Not being able to merge more than 2 objects together may be a bother, however by using extended objects, you can chain methods and get around this. Plus each can have their own merge strategy!

// Accurate! var a = { name: 'John', age: 23 }; // Not so accurate var b = { earnings: 2400, address: '11 Lazy Ln' }; // Not so accurate var c = { earnings: 1800, address: '46 King St' }; Object.extended(a).merge(b, false).merge(c, function(key, aVal, bVal) { if(key == 'address') { return aVal + ', ' + bVal; } else if(key == 'earnings') { return (aVal + bVal) / 2; } }); > { name: 'John', age: 23, earnings: 2100, address: '11 Lazy Ln, 46 King St' };

This way conflicts no longer have to be either/or. Strings can be concatenated, numbers averaged... anything you choose!

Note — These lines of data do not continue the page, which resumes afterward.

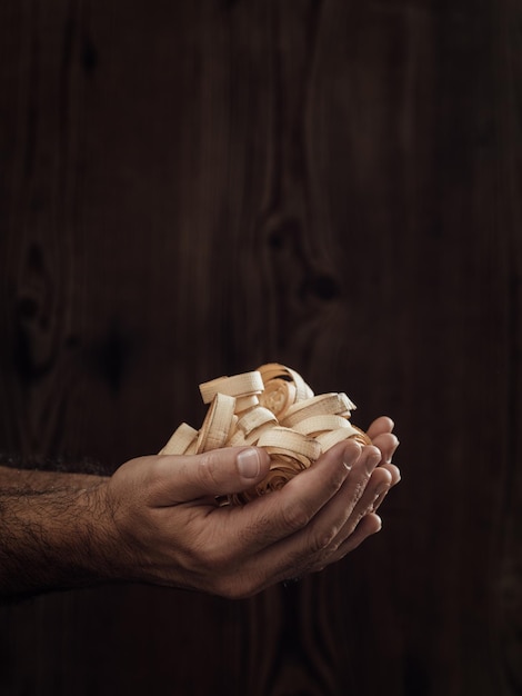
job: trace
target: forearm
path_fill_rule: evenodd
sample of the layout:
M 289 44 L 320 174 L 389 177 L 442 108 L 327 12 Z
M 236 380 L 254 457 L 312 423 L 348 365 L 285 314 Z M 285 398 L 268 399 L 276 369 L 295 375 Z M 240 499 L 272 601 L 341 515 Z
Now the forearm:
M 94 474 L 68 474 L 63 471 L 40 471 L 0 466 L 0 493 L 6 489 L 18 491 L 52 491 L 67 488 L 77 490 L 98 486 L 106 477 Z
M 97 477 L 44 474 L 50 488 L 33 490 L 6 488 L 11 476 L 1 471 L 1 598 L 110 579 L 110 515 L 100 496 L 104 479 L 96 485 Z

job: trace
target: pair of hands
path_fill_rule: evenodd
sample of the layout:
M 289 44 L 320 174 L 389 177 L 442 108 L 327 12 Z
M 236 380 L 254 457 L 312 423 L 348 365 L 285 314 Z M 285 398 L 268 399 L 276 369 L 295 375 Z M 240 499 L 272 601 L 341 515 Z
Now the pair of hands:
M 97 487 L 109 511 L 102 545 L 114 579 L 195 589 L 228 598 L 318 571 L 381 528 L 375 510 L 400 480 L 391 464 L 393 421 L 368 430 L 373 446 L 332 447 L 281 490 L 243 507 L 215 503 L 261 481 L 260 448 L 132 459 Z

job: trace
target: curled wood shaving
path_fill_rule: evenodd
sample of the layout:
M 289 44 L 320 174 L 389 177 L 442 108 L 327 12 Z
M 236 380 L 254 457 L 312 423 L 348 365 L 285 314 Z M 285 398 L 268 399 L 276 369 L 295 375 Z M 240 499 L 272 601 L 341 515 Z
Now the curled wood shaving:
M 350 422 L 355 405 L 344 392 L 315 396 L 299 372 L 279 362 L 203 382 L 200 392 L 210 404 L 201 428 L 181 424 L 159 454 L 254 445 L 270 455 L 269 475 L 250 490 L 231 494 L 225 504 L 242 505 L 278 490 L 337 443 L 352 438 L 371 444 Z

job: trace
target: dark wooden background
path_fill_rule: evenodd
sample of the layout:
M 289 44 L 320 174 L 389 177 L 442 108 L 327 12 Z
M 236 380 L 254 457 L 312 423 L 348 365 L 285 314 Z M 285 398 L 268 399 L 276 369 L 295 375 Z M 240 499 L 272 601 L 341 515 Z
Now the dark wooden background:
M 244 601 L 0 610 L 2 696 L 522 693 L 522 2 L 2 0 L 0 449 L 107 470 L 279 360 L 382 533 Z

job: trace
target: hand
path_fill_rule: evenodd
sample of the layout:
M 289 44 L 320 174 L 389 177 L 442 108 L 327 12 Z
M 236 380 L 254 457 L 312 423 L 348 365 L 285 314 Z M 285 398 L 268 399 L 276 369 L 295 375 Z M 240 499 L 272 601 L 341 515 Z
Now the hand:
M 341 443 L 243 507 L 219 507 L 215 497 L 264 478 L 262 449 L 128 461 L 97 489 L 97 509 L 111 511 L 104 551 L 114 579 L 239 598 L 339 560 L 380 529 L 371 511 L 394 477 L 384 425 L 372 430 L 382 450 Z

Also added this round is Object.tap, which allows "tapping" into the middle of a method chain by running a callback and returning the object it was called on. This method is a bit hard to explain but easy to demonstrate. As part of the Object class, the most standard form exists as a class method, where it doesn't make too much sense. However using extended objects shows how this can be effective:

var obj = Object.extended(obj); // Adding extending methods on this object. obj .method1() .method2() .tap(function(obj1){ // Do some operations here! }) .method3();

Tap will always return obj here regardless of what the function passed to it returns, making it chainable. If you are using Object.sugar() which maps Object class methods as instance methods onto Object.prototype, tap can also be used with other Javascript primitives, giving it even more power.

(1).upto(6) .tap(console.log) // [1,2,3,4,5,6] .filter(function(a){ return a % 2 == 0; }) .tap(console.log) // [2,4,6] .map(function(a){ return a * a; }) .tap(console.log) // [4, 16, 36]

With the addition of these two methods, I've also added a page, that has some helpful explanations about objects, both within the context of Sugar as well Javascript itself.

The final addition to Object is the method Object.isNaN which will return true only if the object pass is NaN, as opposed to the global method isNaN which returns true for every data type that is considered "not a number", such as strings, etc.